Ryan menyadari tapi tidak berkomentar apapun, hanya melawan tatapanku sebentar sebelum kembali berkonsentrasi pada makanannya. Dia adalah satu dari sedikit orang yang tidak pernah gentar diserang tatapan sadisku.
“If.” Aku memulai.
Ryan meletakan sumpit, menyeka mulutnya menggunakan serbet, meminum seteguk chinese tea dan berkonsentrasi padaku.

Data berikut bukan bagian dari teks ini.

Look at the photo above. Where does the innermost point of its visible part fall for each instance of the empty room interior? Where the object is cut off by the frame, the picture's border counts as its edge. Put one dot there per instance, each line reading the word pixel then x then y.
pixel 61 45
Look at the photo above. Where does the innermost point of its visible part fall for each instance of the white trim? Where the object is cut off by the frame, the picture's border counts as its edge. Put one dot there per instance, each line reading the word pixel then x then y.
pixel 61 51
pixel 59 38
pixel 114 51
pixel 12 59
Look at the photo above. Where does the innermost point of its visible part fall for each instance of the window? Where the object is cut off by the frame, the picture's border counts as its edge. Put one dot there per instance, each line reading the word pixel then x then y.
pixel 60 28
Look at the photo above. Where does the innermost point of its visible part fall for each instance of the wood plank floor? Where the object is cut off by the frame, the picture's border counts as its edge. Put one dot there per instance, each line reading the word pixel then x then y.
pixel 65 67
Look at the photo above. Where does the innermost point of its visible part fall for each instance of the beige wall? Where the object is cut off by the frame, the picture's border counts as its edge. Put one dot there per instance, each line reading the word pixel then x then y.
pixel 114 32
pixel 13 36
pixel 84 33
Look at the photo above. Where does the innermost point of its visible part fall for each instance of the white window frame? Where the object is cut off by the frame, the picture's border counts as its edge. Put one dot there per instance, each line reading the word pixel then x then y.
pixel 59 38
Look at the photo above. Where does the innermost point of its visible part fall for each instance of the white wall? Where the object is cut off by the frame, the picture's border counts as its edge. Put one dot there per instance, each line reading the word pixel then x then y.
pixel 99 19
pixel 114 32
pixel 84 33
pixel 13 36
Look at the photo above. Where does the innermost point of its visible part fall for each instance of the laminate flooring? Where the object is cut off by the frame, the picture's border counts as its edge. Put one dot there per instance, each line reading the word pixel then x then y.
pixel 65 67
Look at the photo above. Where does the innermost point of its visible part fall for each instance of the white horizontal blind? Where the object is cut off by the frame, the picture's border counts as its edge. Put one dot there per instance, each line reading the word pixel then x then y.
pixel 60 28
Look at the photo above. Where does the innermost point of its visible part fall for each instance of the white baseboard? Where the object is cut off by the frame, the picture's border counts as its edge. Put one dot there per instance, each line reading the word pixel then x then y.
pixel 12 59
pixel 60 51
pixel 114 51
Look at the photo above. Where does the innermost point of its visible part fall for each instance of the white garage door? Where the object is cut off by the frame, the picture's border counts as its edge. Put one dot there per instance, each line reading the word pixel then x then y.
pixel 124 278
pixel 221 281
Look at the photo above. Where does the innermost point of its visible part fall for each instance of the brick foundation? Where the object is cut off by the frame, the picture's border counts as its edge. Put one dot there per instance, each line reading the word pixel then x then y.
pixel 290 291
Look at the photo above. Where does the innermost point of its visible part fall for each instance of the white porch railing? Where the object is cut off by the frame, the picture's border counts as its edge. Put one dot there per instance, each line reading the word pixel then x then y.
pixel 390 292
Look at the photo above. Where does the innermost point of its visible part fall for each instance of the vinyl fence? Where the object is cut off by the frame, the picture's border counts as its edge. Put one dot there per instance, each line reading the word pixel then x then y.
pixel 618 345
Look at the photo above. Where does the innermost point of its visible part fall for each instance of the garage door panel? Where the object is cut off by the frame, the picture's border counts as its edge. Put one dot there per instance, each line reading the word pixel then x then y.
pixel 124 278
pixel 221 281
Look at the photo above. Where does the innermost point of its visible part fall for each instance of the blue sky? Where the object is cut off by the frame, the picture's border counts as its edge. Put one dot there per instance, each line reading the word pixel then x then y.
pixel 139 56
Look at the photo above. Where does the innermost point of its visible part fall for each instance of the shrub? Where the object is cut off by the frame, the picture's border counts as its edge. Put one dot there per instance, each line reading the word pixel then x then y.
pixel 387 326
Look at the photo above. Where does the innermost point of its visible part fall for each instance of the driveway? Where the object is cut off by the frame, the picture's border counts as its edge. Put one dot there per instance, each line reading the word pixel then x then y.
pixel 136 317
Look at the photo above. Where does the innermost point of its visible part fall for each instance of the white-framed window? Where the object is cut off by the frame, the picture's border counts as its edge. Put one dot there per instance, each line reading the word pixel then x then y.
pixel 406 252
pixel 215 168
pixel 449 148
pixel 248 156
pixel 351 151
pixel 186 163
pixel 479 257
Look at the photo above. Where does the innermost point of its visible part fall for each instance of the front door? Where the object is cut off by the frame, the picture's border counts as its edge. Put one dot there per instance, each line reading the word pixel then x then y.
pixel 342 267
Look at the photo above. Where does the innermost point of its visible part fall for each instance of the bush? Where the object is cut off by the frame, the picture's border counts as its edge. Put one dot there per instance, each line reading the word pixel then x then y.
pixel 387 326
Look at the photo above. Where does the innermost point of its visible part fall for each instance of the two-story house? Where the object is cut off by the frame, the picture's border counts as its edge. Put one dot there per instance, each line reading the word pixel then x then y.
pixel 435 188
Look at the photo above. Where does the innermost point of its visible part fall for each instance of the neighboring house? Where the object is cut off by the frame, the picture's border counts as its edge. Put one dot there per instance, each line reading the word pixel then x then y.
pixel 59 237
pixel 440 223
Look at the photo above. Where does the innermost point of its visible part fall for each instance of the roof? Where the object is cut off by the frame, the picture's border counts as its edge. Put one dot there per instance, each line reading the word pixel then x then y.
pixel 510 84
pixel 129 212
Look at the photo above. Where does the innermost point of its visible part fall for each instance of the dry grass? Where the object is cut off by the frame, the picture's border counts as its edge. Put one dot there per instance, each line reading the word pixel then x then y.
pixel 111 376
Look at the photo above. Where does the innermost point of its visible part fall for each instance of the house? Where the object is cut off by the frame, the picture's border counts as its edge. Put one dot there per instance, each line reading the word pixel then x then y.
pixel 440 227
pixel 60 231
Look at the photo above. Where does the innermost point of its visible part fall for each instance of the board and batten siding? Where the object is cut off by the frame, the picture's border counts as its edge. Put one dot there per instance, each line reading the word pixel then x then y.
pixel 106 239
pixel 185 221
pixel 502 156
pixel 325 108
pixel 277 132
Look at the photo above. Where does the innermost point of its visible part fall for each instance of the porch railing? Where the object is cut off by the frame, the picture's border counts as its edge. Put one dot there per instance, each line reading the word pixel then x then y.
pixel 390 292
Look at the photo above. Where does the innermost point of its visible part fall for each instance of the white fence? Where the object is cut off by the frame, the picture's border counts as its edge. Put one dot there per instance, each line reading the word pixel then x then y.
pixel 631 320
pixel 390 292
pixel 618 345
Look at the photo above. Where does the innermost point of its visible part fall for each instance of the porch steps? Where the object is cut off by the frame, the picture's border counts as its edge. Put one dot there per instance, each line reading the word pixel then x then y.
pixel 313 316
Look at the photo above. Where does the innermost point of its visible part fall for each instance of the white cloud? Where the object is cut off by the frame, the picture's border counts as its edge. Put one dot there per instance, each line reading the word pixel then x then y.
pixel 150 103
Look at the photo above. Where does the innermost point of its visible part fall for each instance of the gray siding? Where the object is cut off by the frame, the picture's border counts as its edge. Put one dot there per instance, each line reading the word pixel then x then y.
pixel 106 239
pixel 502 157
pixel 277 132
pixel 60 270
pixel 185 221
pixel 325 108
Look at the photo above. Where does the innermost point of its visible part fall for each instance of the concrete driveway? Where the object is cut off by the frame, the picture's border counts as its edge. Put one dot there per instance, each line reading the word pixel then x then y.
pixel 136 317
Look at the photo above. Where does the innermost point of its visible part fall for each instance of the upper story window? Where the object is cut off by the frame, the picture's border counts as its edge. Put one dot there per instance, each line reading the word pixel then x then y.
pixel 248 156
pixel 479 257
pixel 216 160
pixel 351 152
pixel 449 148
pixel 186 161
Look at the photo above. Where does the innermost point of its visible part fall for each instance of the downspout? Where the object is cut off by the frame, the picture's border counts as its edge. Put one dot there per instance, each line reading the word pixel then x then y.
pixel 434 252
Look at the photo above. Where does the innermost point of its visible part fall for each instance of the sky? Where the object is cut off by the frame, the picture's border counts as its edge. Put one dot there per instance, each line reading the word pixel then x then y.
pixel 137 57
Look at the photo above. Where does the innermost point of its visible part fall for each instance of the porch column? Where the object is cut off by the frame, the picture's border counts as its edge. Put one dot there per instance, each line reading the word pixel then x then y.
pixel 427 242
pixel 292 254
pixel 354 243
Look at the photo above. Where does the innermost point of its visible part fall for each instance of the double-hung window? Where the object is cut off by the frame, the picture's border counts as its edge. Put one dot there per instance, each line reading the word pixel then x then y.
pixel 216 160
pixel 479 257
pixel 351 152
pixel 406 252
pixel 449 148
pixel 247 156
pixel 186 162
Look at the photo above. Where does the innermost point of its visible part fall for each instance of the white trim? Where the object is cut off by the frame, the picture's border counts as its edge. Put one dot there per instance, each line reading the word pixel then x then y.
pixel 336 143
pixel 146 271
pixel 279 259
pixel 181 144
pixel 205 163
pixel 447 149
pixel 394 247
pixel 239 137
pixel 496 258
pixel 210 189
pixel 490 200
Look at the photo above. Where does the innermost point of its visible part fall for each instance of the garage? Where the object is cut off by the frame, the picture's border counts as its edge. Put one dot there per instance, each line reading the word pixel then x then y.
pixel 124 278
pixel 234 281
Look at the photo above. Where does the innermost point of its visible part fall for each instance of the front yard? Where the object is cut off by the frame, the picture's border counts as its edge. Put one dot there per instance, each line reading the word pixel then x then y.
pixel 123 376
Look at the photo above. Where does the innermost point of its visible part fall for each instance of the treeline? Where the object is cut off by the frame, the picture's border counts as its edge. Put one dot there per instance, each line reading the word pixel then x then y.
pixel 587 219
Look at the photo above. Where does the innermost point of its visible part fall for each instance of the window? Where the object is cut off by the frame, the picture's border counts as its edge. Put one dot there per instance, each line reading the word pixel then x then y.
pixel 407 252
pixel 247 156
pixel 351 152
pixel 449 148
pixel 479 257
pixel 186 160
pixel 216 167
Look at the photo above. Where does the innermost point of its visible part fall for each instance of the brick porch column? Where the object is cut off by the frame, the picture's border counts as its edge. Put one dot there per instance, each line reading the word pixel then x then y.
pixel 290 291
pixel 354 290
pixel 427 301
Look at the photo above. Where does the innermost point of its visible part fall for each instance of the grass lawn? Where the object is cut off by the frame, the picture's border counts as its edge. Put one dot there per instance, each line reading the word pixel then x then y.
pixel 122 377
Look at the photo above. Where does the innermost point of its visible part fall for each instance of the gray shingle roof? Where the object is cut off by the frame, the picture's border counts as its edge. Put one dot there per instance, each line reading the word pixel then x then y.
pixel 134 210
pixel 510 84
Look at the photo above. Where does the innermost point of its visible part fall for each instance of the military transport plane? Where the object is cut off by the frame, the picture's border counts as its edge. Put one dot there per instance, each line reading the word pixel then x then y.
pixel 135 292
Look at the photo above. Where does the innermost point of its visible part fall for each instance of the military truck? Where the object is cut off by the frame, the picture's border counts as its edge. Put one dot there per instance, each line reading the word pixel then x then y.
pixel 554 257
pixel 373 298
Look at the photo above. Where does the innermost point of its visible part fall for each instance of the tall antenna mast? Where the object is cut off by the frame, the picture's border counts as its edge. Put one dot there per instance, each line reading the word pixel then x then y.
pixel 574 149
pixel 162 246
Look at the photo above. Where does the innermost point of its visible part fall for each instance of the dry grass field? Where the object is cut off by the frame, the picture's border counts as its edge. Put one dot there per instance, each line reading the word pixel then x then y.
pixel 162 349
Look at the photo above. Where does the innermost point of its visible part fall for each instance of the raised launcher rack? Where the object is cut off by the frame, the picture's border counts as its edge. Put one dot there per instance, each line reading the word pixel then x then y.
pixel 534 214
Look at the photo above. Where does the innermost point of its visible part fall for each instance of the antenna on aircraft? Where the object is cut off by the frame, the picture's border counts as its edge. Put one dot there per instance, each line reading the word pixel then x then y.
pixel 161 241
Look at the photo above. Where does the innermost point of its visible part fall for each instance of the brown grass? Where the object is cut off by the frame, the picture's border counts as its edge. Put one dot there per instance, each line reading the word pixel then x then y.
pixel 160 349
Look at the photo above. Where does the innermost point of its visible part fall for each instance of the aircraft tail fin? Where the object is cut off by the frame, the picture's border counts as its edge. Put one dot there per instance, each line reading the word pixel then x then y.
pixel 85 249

“If you really need to know, I rather to let you look for the information by yourself.”
Ryan tidak menjawab apa-apa.
“Go ahead, I’m giving you my permission.” Tambahku.
Masih tidak ada reaksi darinya.
“Saya nggak bisa…Belum.” Aku mengoreksi pernyataanku, “Belum bisa cerita apapun lebih dari yang udah saya kasih tau. Walaupun itu mungkin penting buat kamu.”
Ryan menggeleng cepat, tersenyum samar, “If that’s the case, then it’s not that important for me.”
Jawaban yang tepat, dan entah kenapa aku percaya dia memaksudkannya.
Aku jadi tak punya kata-kata.
“Ava?”
“Ya?”
“Yuk?”
Aku mengangguk dan mengenakan coat cashmere cokelat tuaku sambil mengumpulkan kesadaran melalui berapa helaan nafas.
“Sekarang kita ke LS 6.” Ujarnya.
Sambil mengenakan syal merah oleh-oleh dari Ryan tiga bulan lalu waktu dia jalan-jalan ke Liverpool aku tertawa, “Ini mau wisata kuliner ya, mas?”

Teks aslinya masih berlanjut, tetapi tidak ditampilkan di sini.